13La description entre ici dans une démarche indiciaire : au croisement d’un savoir cynégétique et d’une sémiologie vétérinaire, l’autoursier lit les signes sur le corps du faucon pour en retracer l’histoire, et ce faisant offre au récit une analepse qui, bien que soumise à la caution du personnage et non à celle du narrateur, satisfait le lecteur dans son interrogation sur l’origine de l’oiseau et la cause de sa blessure. La scénographie descriptive est complète, puisque le pouvoir voir de l’autoursier est attesté par l’immobilisation forcée de l’oiseau éclamé, que son vouloir voir est justifié par la curiosité du garçon qui a recueilli le sacret, et qu’enfin son savoir voir est impliqué par sa condition de fauconnier.

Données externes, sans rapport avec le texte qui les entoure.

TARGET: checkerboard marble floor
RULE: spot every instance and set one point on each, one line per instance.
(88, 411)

14Pivot fondamental de l’effet descriptif, le regard d’un personnage peut ainsi amener deux types de discours : un discours qui s’apparente à celui de l’ancienne « histoire naturelle », avec des scènes de la vie animale montrant l’individu en mouvement dans son milieu naturel, ou un discours apparenté à celui de l’anatomie, privilégiant l’observation détaillée du corps animal6. Le premier peut être illustré par la rencontre de la fille et de la martre dans Une forêt profonde et bleue :
(4) […] la fille vit une martre venir à elle, et la martre maraudait et elle cherchait des odeurs sur le sol et elle galopait tête basse et elle dodelinait de la tête durant sa course et, allègre et affairée, elle n’avait pas vu ni senti la fille et elle allait un galop souple et léger avec son arrière-train relevé et avec ses jambes antérieures arquées et sa robe était brune, presque isabelle, et elle possédait une tache claire sur son poitrail, une bavette presque jaune, et, parvenue à quelques pas de la fille, la martre stoppa sa course puis elle se mit debout sur ses pattes arrière puis elle renifla l’air et elle chercha devant elle, avec ses petits yeux myopes et bigles, l’origine de ce qui avait alerté son sentiment puis elle fit calmement demi-tour et elle repartit dans la direction d’où elle était venue […] (Graciano, 2015, p. 107)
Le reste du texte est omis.